The children will be vaccinated against measles, polio, rubella and other diseases that can be prevented. Some countries will make special efforts to vaccinate native populations and people in border areas with limited health care.
Many countries are vaccinating women who may become pregnant. And some countries also hope to vaccinate older people. Each country sets its own goals.
Vaccination Week is the largest such campaign in the Americas. It began in the Andean area of South America two years ago. Later, health ministers of all the other countries in the Americas agreed to join the effort.
Last year, Pan American health officials say, countries in Latin America and the Caribbean vaccinated almost forty-four million people, mostly children. The United States and Canada helped by informing people about the importance of vaccinations.
Officials say vaccines have greatly reduced child deaths and disability caused by preventable diseases in the Americas. This month marks the fiftieth anniversary of the Salk vaccine against polio.
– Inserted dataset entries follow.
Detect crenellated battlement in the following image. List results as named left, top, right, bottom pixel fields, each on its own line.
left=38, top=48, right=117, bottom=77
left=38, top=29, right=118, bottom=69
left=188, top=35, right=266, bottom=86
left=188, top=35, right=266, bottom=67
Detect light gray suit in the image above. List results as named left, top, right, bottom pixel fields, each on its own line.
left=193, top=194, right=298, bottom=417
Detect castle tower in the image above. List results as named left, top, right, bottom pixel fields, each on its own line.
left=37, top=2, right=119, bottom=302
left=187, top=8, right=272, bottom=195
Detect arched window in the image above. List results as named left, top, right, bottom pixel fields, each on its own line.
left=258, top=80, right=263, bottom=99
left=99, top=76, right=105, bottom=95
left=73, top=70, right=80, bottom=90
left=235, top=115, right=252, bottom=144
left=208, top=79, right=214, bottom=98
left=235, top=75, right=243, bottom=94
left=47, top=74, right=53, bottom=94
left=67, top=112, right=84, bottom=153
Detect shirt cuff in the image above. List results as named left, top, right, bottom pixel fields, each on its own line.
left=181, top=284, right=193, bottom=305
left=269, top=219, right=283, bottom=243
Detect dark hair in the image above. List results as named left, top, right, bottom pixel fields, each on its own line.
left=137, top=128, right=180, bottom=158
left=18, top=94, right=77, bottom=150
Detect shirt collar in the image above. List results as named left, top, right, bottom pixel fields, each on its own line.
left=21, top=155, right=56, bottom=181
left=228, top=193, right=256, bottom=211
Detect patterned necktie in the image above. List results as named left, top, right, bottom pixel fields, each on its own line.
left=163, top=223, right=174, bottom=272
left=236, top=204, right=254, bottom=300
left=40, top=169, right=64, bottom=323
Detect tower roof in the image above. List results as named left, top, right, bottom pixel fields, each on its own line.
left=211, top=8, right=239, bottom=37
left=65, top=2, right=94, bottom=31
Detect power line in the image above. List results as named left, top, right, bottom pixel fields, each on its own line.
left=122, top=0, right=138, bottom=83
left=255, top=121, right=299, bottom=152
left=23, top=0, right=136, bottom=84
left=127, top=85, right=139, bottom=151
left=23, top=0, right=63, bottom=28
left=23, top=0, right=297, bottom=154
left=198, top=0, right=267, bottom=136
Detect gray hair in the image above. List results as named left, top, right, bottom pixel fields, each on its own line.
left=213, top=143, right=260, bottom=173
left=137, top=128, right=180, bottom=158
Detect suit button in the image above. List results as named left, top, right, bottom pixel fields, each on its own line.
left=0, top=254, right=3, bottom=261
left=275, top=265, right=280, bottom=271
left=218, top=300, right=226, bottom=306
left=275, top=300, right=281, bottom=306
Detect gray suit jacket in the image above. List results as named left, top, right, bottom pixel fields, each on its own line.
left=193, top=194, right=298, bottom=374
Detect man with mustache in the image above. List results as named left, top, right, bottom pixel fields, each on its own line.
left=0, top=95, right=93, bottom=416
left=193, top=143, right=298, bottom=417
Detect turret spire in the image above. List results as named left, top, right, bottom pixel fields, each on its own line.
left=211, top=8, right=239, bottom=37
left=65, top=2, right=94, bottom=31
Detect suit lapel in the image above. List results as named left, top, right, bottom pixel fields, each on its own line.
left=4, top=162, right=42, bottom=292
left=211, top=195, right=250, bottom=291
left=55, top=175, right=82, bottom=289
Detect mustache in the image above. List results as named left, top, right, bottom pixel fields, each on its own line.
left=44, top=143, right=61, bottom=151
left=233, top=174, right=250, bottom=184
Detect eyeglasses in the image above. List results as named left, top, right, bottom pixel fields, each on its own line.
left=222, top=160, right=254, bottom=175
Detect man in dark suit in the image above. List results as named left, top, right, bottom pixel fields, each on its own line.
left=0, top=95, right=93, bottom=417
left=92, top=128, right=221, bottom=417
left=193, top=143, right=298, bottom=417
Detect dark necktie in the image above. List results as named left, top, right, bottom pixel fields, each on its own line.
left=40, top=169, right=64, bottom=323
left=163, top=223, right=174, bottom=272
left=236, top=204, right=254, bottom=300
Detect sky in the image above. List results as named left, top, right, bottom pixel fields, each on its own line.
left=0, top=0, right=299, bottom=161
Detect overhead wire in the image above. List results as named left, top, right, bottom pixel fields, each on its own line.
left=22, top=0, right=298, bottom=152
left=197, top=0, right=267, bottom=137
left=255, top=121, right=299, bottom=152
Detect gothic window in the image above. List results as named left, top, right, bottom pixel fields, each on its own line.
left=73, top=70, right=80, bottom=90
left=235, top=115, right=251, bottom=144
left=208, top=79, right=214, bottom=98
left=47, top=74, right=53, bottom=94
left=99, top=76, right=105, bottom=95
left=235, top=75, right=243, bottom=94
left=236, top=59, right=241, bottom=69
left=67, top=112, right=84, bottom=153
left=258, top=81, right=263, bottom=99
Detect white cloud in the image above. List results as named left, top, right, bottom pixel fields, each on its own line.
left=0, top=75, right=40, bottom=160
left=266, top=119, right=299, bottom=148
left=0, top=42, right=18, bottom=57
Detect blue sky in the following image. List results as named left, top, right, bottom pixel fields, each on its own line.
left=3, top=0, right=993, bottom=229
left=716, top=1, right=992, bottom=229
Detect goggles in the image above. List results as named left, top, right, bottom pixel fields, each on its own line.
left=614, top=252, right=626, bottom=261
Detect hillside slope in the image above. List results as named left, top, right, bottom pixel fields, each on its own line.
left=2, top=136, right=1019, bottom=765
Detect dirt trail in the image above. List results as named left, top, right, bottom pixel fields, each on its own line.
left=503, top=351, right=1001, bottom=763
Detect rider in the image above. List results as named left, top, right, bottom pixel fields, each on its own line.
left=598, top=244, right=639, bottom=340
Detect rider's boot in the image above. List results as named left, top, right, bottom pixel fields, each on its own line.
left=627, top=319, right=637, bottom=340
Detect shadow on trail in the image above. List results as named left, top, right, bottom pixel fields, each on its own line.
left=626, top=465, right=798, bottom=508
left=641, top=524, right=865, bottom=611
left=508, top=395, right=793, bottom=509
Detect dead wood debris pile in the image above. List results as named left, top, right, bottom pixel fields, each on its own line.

Today the Americas have been declared polio-free. Smallpox has been ended worldwide. And there has been progress against measles. Health officials in the Americas are also working to end another disease, rubella, through vaccination.
As part of Vaccination Week, the United States is observing National Infants Immunization Week. Health officials are urging parents to get their babies vaccinated.
Eleven thousand babies are born each day in the United States. Public health officials say children should be vaccinated against twelve diseases before age two. But they say more than twenty percent of two-year-olds in the United States are not fully protected against these preventable diseases.
All thirty-five countries in North, Central and South America are members of the Pan American Health Organization. It is based in Washington. It was established in nineteen oh two and represents the Americas in the World Health Organization.